Help Requested: Understanding cause of allocations for dynamic dispatch returning `nothing`, which vary based on argument type

Can someone help me understand why passing a Ptr{UInt} to this dynamic dispatch leads to allocations, whereas passing a Ref{UInt} does not?

I have tried the Allocation Profiler, Cthulhu, and @code_*, and I can’t figure out where the allocation is coming from. (Which separately speaks to how hard it can still be to do this kind of perf investigation.)

Here are two implementations of the same idea, hash1 and hash2. The idea is to reduce allocations from hashing a collection of abstract type, by eliminating the allocations from the dynamic dispatch.

This is related to the discussion here: `hash(::Vector{<abstract type>}, ::UInt)` allocates quite a bit due to type instability: why can't hash(::Any) infer `UInt` return type? · Issue #44244 · JuliaLang/julia · GitHub.
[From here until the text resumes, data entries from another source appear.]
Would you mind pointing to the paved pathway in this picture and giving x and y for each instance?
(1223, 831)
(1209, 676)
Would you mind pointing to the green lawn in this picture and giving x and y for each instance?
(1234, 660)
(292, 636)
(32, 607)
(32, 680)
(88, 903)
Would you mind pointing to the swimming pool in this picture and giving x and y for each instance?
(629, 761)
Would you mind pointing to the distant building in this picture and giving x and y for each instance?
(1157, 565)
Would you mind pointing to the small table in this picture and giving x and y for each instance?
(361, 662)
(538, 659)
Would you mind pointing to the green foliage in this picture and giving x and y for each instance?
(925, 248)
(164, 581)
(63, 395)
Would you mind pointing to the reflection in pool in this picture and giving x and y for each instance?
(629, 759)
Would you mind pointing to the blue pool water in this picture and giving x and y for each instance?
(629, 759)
My understanding is: dynamic dispatch will (almost) always heap allocate its return value, since it doesn’t know in advance what type the return value will be, since it doesn’t know which method will be selected (that’s what makes it a dynamic dispatch). So the idea here was to use an output parameter instead of returning a value, specifically to avoid allocating the result.

hash1 uses a Ref{UInt} as the output parameter, and indeed it doesn’t allocate on each iteration. But it does need allocate the Ref, since it passes it through to a dynamically chosen function, which let that Ref escape.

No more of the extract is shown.